I'm not sure if this qualifies as a "bug", but it's surely pretty confusing to me.

Thanks for the example - it can dealock here as well, and with less threads.

P.S.: the reproduction code does not get stuck with Jena 5.1.0. Only with Jena 5.2.0 It really is unsafe in 5.1.0 because the second thread jumps over initialization - that's why the NPE in #2675 happened.

Jena.System.init needs to be cheap - otherwise it would be easier to make safe!

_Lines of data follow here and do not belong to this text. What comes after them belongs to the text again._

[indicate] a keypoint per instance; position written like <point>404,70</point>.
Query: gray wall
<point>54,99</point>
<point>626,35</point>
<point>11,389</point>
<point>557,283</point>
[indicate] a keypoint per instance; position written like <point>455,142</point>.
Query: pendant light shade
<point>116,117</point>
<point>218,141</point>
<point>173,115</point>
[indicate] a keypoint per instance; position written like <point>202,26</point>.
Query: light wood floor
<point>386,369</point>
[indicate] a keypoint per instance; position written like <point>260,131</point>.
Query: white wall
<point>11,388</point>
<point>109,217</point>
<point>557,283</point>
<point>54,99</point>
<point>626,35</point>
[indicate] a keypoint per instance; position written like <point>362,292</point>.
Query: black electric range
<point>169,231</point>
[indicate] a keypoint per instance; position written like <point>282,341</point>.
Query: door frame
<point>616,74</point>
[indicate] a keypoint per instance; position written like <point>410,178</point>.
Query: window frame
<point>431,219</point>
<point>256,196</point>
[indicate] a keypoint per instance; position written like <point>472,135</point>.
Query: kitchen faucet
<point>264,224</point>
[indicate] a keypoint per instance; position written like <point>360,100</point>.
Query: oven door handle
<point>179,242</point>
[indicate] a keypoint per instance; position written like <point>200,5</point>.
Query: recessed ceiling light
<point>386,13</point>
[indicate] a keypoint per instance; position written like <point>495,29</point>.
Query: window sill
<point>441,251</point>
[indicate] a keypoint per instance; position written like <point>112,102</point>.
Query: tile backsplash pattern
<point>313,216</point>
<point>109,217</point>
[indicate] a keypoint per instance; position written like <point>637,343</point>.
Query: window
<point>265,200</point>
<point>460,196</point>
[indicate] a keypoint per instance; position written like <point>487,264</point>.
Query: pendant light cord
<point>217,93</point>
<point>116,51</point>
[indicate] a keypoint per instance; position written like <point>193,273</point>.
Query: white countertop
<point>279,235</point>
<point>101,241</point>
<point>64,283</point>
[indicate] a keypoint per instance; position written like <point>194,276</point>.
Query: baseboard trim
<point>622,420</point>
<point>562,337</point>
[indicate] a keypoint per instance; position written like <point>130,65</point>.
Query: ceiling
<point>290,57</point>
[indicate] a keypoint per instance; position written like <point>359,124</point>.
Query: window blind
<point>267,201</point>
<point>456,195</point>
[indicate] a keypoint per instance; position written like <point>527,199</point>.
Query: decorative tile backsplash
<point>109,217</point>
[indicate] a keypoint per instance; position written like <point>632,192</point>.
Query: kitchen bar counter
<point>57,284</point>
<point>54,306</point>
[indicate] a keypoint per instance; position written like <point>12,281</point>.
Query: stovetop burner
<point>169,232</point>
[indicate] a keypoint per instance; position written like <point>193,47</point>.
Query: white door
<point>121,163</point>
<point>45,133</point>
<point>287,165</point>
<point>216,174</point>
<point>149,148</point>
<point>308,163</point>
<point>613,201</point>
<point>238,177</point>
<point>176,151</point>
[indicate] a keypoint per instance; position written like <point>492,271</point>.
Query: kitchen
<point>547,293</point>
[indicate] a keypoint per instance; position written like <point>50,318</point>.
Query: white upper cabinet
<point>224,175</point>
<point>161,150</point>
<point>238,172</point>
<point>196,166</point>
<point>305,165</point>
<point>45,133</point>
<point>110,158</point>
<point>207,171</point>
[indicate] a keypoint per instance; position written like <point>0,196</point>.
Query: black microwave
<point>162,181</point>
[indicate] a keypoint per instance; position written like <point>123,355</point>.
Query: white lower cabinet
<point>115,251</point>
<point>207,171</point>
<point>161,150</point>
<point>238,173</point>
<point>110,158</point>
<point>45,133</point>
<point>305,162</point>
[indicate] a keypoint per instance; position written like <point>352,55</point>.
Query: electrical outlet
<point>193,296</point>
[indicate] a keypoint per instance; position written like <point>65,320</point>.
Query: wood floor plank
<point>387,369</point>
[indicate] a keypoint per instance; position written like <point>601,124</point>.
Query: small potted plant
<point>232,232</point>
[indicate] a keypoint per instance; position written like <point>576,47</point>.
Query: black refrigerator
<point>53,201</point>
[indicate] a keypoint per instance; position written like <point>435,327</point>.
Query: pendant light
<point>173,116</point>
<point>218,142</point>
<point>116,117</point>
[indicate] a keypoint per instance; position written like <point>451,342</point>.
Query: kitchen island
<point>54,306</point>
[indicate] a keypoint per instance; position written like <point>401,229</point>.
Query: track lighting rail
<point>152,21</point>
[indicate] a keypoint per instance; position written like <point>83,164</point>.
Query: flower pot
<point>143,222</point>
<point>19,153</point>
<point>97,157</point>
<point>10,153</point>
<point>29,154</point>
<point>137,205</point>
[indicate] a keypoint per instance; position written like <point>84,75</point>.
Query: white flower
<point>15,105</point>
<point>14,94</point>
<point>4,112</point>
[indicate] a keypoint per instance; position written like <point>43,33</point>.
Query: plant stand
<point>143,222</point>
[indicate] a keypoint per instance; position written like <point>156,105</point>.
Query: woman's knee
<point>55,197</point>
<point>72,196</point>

arne-bdt commented 3 days ago

In an attempt to make the possible blockage and cause visible to the user, I may have inadvertently fixed it:

private static volatile boolean initialized = false ;
private static Semaphore initializationSemaphore = new Semaphore(1);
private static ThreadLocal<Boolean> isInitializing = ThreadLocal.withInitial(() -> false);

public static void init() {
    // Once jena is initialized, all calls are an immediate return.
    if ( initialized )
        return ;

    // if the same thread is calling init(), while the initialization is in progress, return immediately
    if(isInitializing.get())
        return ;

    isInitializing.set(true); // set the flag to true to indicate that the initialization is in progress

    try {
        // Only one thread can initialize Jena.
        if(initializationSemaphore.tryAcquire(5, TimeUnit.SECONDS)) {
            if ( initialized )
                return ;
            setup();
            if ( DEBUG_INIT )
                singleton.debug(DEBUG_INIT);
            singleton.initialize();
            singleton.debug(false);
            // Last so overlapping initialization waits on the synchronized
            initialized = true;
        }
    } catch (InterruptedException e) {
        throw new RuntimeException("Timeout while waiting for semaphore to initialize JenaSystem. Please call JenaSystem.init() before working with multiple threads.", e);
    } finally {
        initializationSemaphore.release();
        isInitializing.remove();
    }
}
rvesse commented 3 days ago

@arne-bdt Throw up a PR for us to review then

arne-bdt commented 3 days ago

@arne-bdt Throw up a PR for us to review then

Hmpf... I've started a new branch, but it's not working the way I saw it before... :-( --> No solution in sight yet.

afs commented 3 days ago

One thing to consider (as well) is to remove the hidden model in all vocabularies and change schemagen. Replace m_model. calls with ResourceFactory. and maybe class initializer for JenaSystem.init.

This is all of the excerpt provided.